Was I projecting my own angst onto the chow? My newborn sense of my own mortality?
Pete and I took Boyd for a very long walk. I stayed far later than I should have. While starting the car, I noticed the time on the dashboard clock. 11:37.
I wept all the way to the annex.
Another shock awaited me there.
24
The porch light was on, but the usual squadron of moths wasn’t fluttering in the nimbus around it. My ears registered no soft ticking of wings against bulbs. The air smelled of petunias and marigolds and freshly mowed lawn. And something else. An acrid tinge overriding the floral mix.
A ghostlike shadow materialized from the darkness at the corner of the house. To either side of it, the ground looked oddly rippled, as though the soil had been gouged, the grass trampled and flattened.
My mind logged all the incongruous cues. Offered no explanation.
“Bird?”
As the cat padded toward me, I checked my surroundings. Still no alarm bells. My gaze fell on the door leading into the kitchen. Dark slashes ran along the edges where the wood should have met the frame.
Had the wind knocked it ajar? For those in my line of work, security is second nature. Like washing your hands with soap. Or breathing. Plus, there had been break-ins in the past. No way I’d ever forget to lock up.
Seriously, Brennan? Lately you’ve been acting like a sparrow caged with a Maine Coon.
Pete was with me during dinner and later at his house. Katy wasn’t in Charlotte. Mama didn’t drive after dark. No one else in town had a key. Who?
I jumped at the brush of fur on my ankles. Squatted and scooped Birdie into my arms.
“Good boy for hanging close to home.”
The cat purred and raised his head. I buried my nose behind his right ear.
My pulse quickened.
He smelled like cinders.
Flash image of the incinerator at the fenced bunker.
Alert Slidell?
Detective Delightful would either go radioactive at being phoned so late or set a land record rushing over to protect my ass. Before dialing, I had to know what the hell was going on. If anything.
Another quick glance around, then I eased the door inward and stepped inside. No ski-masked figure lurched from the gloom.
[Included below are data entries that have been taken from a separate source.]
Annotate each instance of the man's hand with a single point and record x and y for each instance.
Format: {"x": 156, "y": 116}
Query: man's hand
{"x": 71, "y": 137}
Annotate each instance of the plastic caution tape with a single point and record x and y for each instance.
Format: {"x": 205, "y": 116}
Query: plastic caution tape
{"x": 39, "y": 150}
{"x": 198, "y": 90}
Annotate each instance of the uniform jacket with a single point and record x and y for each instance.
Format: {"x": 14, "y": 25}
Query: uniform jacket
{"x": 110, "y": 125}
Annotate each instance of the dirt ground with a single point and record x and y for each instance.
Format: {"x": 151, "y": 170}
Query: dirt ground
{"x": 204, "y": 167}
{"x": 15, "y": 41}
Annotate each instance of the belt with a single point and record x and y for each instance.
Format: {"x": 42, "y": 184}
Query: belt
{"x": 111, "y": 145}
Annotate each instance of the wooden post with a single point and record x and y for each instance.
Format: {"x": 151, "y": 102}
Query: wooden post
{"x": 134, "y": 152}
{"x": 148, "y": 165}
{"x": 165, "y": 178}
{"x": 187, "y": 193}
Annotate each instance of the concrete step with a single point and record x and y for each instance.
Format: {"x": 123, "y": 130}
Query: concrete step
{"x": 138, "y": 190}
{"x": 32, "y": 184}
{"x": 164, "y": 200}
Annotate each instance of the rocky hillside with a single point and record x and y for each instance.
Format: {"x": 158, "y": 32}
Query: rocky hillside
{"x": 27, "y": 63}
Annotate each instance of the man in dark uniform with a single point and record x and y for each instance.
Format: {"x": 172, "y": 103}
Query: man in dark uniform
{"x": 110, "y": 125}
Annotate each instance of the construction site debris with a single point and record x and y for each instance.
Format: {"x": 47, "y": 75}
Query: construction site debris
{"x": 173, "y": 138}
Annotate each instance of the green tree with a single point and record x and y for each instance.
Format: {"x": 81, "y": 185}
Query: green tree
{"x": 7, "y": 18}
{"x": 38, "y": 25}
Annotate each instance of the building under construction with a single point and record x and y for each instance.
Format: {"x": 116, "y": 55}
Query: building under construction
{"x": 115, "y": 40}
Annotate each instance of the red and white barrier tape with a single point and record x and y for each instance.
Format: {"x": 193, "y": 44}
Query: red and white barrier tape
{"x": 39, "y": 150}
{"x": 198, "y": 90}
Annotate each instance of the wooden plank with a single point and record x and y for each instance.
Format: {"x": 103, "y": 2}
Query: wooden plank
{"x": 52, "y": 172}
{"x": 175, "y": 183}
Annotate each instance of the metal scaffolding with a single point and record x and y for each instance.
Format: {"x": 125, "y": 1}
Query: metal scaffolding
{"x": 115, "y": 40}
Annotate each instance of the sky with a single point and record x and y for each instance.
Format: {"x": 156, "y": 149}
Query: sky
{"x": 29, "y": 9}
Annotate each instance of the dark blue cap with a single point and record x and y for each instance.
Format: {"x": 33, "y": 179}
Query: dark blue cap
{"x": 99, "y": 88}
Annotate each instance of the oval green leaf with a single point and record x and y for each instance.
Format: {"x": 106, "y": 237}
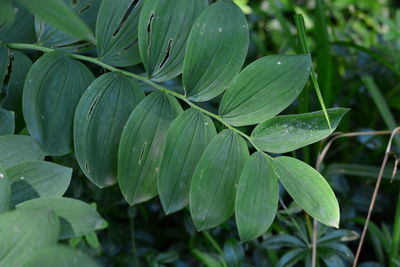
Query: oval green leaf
{"x": 5, "y": 190}
{"x": 100, "y": 118}
{"x": 264, "y": 88}
{"x": 33, "y": 179}
{"x": 52, "y": 91}
{"x": 23, "y": 232}
{"x": 287, "y": 133}
{"x": 163, "y": 30}
{"x": 213, "y": 188}
{"x": 76, "y": 217}
{"x": 309, "y": 189}
{"x": 57, "y": 14}
{"x": 18, "y": 148}
{"x": 117, "y": 32}
{"x": 257, "y": 197}
{"x": 7, "y": 122}
{"x": 142, "y": 144}
{"x": 59, "y": 256}
{"x": 211, "y": 61}
{"x": 187, "y": 138}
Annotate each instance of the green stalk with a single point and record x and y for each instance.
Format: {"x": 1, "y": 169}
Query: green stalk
{"x": 140, "y": 78}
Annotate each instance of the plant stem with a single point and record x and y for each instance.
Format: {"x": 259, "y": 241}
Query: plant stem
{"x": 140, "y": 78}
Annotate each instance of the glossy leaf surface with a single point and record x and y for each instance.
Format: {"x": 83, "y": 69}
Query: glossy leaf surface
{"x": 33, "y": 179}
{"x": 100, "y": 118}
{"x": 211, "y": 61}
{"x": 290, "y": 132}
{"x": 52, "y": 90}
{"x": 142, "y": 144}
{"x": 187, "y": 138}
{"x": 213, "y": 188}
{"x": 264, "y": 89}
{"x": 257, "y": 197}
{"x": 309, "y": 189}
{"x": 76, "y": 217}
{"x": 163, "y": 30}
Every familiar shape was in its normal position. The sink, the appliances, the table and chairs.
But the smell of smoke was unmistakable.
Nervous energy must have goosed me into squeezing harder than I realized. Birdie yrrrped and twisted. With a four-paw brace, he launched from my chest and shot from the room.
Lights?
I knew the layout. An intruder, if there was one, would not. Advantage to me.
Feeling half foolish, half frightened, I crept forward in the dark. The dining room was undisturbed. Ditto the living room, the only movement the gentle swaying of the pendulum on the mantel clock. The only sound its low metronome.
But why so black? Usually, I leave the hall table lamp burning. I’d also forgotten that?
As I inched toward the guest room/study, the air felt wrong. Too heavy, too warm. Had the hot mugginess seeped in through the open back door? And why the smell of burning?